The latest figures from the Real Estate Institute of New Zealand (Reinz) show the median house price in May was $385,000, down 9.4 per cent on April's median price of $425,000.
But First National principal and Rotorua Reinz ambassador Ann Crossley said the reason behind the apparent drop was simply because April was an anomaly.
"We're up from last May and the one before that so it's all trending in the right direction," Crossley said.
"I think April was just one of those weird months. We had about six sales over a million dollars. It's certainly not doom and gloom."
The median price at the same time last year was $350,000, that's a 10 per cent difference compared to the current median.
According to the Reinz figures, there were 122 properties sold in May, up 8 per cent on the 113 in April.
Crossley said the number of available properties was continuing on a downward trend.

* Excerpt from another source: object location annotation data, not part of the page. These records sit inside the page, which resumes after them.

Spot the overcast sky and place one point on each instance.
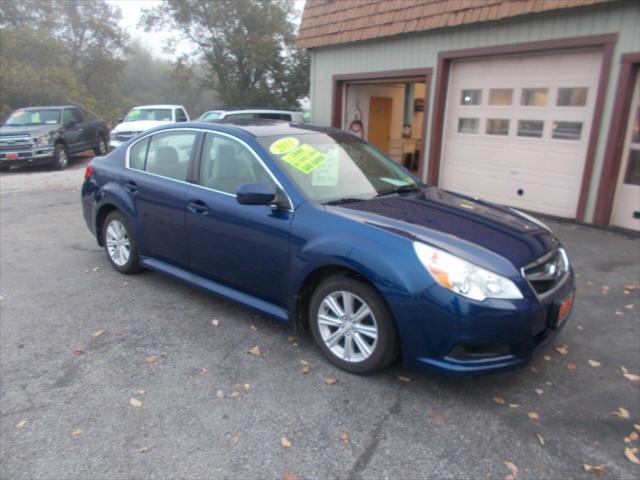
(153, 41)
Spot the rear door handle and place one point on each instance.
(198, 207)
(131, 187)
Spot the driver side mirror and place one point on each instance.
(259, 193)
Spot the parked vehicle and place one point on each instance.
(144, 117)
(247, 113)
(49, 135)
(320, 230)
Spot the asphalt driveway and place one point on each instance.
(105, 376)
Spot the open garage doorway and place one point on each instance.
(388, 112)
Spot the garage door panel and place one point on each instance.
(543, 152)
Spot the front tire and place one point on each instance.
(120, 244)
(60, 156)
(352, 325)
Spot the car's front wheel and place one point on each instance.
(352, 325)
(120, 244)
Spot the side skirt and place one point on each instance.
(216, 288)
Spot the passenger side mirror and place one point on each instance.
(259, 193)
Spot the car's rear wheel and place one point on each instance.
(352, 325)
(60, 156)
(120, 244)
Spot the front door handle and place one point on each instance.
(131, 187)
(198, 207)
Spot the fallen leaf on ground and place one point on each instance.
(632, 437)
(285, 442)
(630, 453)
(599, 469)
(562, 350)
(622, 412)
(437, 416)
(512, 468)
(255, 351)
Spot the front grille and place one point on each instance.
(15, 143)
(124, 136)
(547, 272)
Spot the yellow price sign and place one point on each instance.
(305, 158)
(284, 145)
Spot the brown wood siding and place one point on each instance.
(332, 22)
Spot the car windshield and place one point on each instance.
(47, 116)
(336, 168)
(211, 116)
(153, 114)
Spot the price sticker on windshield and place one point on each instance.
(284, 145)
(304, 158)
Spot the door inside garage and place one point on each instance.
(517, 128)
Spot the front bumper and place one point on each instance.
(464, 338)
(26, 157)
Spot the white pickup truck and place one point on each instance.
(144, 117)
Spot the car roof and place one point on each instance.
(157, 106)
(260, 127)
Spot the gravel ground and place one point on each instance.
(66, 388)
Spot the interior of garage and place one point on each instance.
(390, 115)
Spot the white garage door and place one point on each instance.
(517, 129)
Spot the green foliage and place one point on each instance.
(246, 48)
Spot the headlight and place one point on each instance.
(464, 278)
(531, 219)
(43, 140)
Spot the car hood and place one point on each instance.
(34, 130)
(139, 126)
(456, 222)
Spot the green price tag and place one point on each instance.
(304, 158)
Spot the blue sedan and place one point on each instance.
(320, 230)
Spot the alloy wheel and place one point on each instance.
(117, 240)
(347, 326)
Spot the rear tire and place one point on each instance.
(352, 325)
(60, 156)
(120, 244)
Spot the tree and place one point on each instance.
(246, 48)
(61, 51)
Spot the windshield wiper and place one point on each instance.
(343, 200)
(401, 189)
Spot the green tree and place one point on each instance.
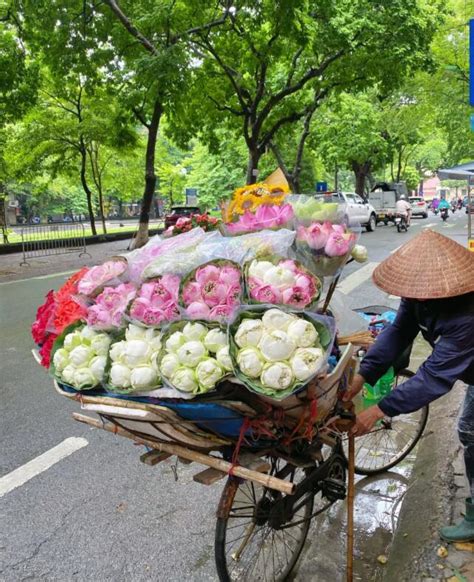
(273, 64)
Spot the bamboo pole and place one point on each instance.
(350, 512)
(208, 460)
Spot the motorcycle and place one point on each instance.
(401, 223)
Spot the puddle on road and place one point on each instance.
(378, 501)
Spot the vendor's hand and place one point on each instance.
(366, 420)
(354, 388)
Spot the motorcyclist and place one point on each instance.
(403, 208)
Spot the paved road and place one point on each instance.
(100, 515)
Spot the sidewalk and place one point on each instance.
(10, 269)
(434, 498)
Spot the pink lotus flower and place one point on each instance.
(198, 310)
(171, 282)
(306, 282)
(192, 292)
(229, 275)
(254, 283)
(289, 264)
(296, 297)
(206, 274)
(221, 312)
(214, 293)
(267, 294)
(338, 245)
(316, 236)
(233, 295)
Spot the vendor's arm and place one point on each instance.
(390, 344)
(451, 358)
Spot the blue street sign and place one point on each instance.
(321, 186)
(471, 63)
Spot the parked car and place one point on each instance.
(356, 209)
(180, 212)
(419, 207)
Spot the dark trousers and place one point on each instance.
(466, 435)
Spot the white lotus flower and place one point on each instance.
(68, 374)
(277, 319)
(208, 373)
(276, 346)
(117, 351)
(249, 333)
(175, 341)
(72, 340)
(155, 342)
(60, 359)
(191, 353)
(119, 375)
(135, 332)
(100, 344)
(306, 362)
(184, 379)
(84, 378)
(143, 377)
(97, 367)
(250, 362)
(279, 277)
(259, 268)
(277, 375)
(302, 332)
(215, 339)
(136, 352)
(87, 333)
(360, 253)
(194, 331)
(224, 359)
(80, 356)
(169, 365)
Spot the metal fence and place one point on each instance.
(58, 239)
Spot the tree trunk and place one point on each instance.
(86, 188)
(361, 171)
(150, 176)
(254, 158)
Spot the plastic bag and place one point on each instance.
(144, 263)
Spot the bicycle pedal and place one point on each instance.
(333, 489)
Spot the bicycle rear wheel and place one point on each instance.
(247, 548)
(391, 440)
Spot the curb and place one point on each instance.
(7, 249)
(429, 500)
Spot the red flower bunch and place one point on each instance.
(185, 224)
(57, 312)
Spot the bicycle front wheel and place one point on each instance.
(391, 439)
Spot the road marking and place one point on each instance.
(356, 278)
(52, 276)
(40, 464)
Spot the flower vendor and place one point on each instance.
(435, 278)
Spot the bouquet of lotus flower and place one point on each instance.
(194, 357)
(79, 357)
(132, 365)
(326, 246)
(276, 352)
(280, 281)
(156, 302)
(212, 291)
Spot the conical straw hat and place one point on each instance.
(429, 266)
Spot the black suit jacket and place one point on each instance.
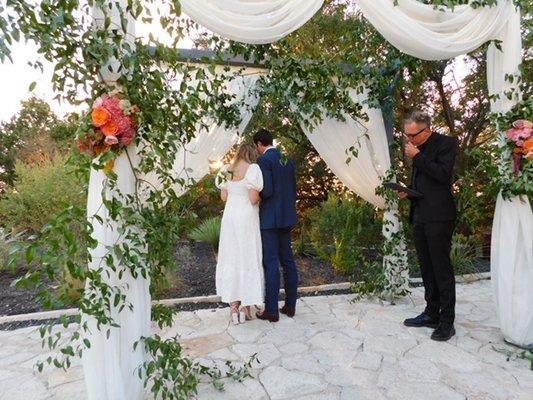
(433, 177)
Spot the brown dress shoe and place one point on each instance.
(267, 317)
(289, 312)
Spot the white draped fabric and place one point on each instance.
(110, 363)
(430, 34)
(210, 145)
(418, 30)
(364, 172)
(512, 268)
(251, 21)
(332, 139)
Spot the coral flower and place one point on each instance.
(109, 166)
(111, 140)
(100, 116)
(528, 149)
(127, 137)
(112, 104)
(110, 129)
(523, 123)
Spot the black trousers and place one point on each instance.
(433, 242)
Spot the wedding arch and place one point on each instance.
(128, 188)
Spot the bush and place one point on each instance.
(345, 231)
(7, 243)
(41, 191)
(463, 254)
(208, 232)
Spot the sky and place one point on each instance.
(16, 77)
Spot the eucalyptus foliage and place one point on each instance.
(174, 99)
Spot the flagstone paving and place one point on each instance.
(333, 349)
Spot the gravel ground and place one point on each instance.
(194, 277)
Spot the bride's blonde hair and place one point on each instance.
(247, 153)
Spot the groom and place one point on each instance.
(277, 213)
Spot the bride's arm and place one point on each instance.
(224, 195)
(254, 196)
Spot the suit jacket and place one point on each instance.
(278, 197)
(433, 177)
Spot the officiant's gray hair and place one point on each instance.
(418, 117)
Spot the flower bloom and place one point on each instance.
(522, 123)
(519, 135)
(110, 129)
(528, 148)
(127, 137)
(111, 140)
(112, 104)
(100, 116)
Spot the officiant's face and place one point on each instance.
(417, 134)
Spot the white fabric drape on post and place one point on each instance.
(512, 268)
(110, 363)
(365, 171)
(251, 21)
(427, 33)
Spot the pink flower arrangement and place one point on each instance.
(521, 137)
(114, 125)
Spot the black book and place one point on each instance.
(401, 188)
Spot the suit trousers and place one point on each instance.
(277, 250)
(433, 241)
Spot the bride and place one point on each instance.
(239, 274)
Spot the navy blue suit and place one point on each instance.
(277, 212)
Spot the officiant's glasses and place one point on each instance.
(413, 135)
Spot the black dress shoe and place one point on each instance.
(289, 312)
(421, 321)
(443, 332)
(267, 317)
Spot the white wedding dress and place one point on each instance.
(240, 275)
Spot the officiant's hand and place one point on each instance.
(411, 150)
(402, 195)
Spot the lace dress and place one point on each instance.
(239, 274)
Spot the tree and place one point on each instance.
(35, 135)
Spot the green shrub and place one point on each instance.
(463, 254)
(7, 243)
(208, 232)
(41, 191)
(344, 231)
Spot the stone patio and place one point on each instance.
(333, 349)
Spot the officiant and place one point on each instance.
(432, 215)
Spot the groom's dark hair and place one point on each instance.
(264, 137)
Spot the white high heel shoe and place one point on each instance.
(234, 312)
(242, 316)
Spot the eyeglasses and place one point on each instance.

"We've got a lot of people who say they would sell if they could find something to buy but they can't so they don't put their house on the market," she said.
"We probably have noticed less urgency in buyers ... They say I won't buy this one I'll buy the next, but there isn't a next.
"There ought to be some urgency but there isn't."
Duncan Realty general manager Richard Graham agreed the drop in median price from April to May could not be read into too deeply.
"That could change again in June," Graham said.
"It's not so much it has dropped, it's just the properties sold were a different make-up."
Graham said the Reinz figures were in line with what Duncan Realty had seen.
"There's certainly growth in values and activity is high but the stock is low.
"We're seeing large amounts of competition for properties in that median range. We're seeing huge attendance at open homes and receiving multiple offers on properties."
Sotheby's International Realty Rotorua principal Shona Duncan agreed the new properties coming to the market were getting a lot of interest.
"Some cases there are multi-offers, the days on the market are shorter. However, we now have lower stock levels in Rotorua," Duncan said.
"Into winter months it can be difficult to encourage owners to bring their homes to the market and therefore buyers become less encouraged and a new cycle begins."
Rotorua Harcourts owner Glenn Austin said the shortage of available properties was likely seasonal and would change heading into spring.
"Demand for good property continues," he said.
Austin said the number of days properties were taking to sell was up, with the median at 39 days.
"With the advent of new subdivisions around Rotorua I believe we will see our local market back in full swing in the near future," he said.
"There is also good growth in commercial and industrial, demonstrating a confidence in our area."
Austin said home ownership in those under 40 was decreasing and there were more renters, meaning the outlook for investors was positive.
Reinz regional director Philip Searle said the wider Bay of Plenty market had seen an overall price increase of 9.6 per cent year-on-year.
"This has been driven by increases in the Kawerau district to a new record median price of $329,000."
OneRoof editor Owen Vaughan said while the figures showed a slowdown in the market, the long-term view was Rotorua values would continue to climb.
"It's clear that Rotorua is starting to feel the benefits of the 'Golden Triangle' – the term economic commentators use to describe the geographic area bound up by Auckland, Hamilton and Tauranga.
"The Golden Triangle has long been a major centre of growth in New Zealand's residential property market, and the positive effects of that growth can be seen to be stretching south to Rotorua."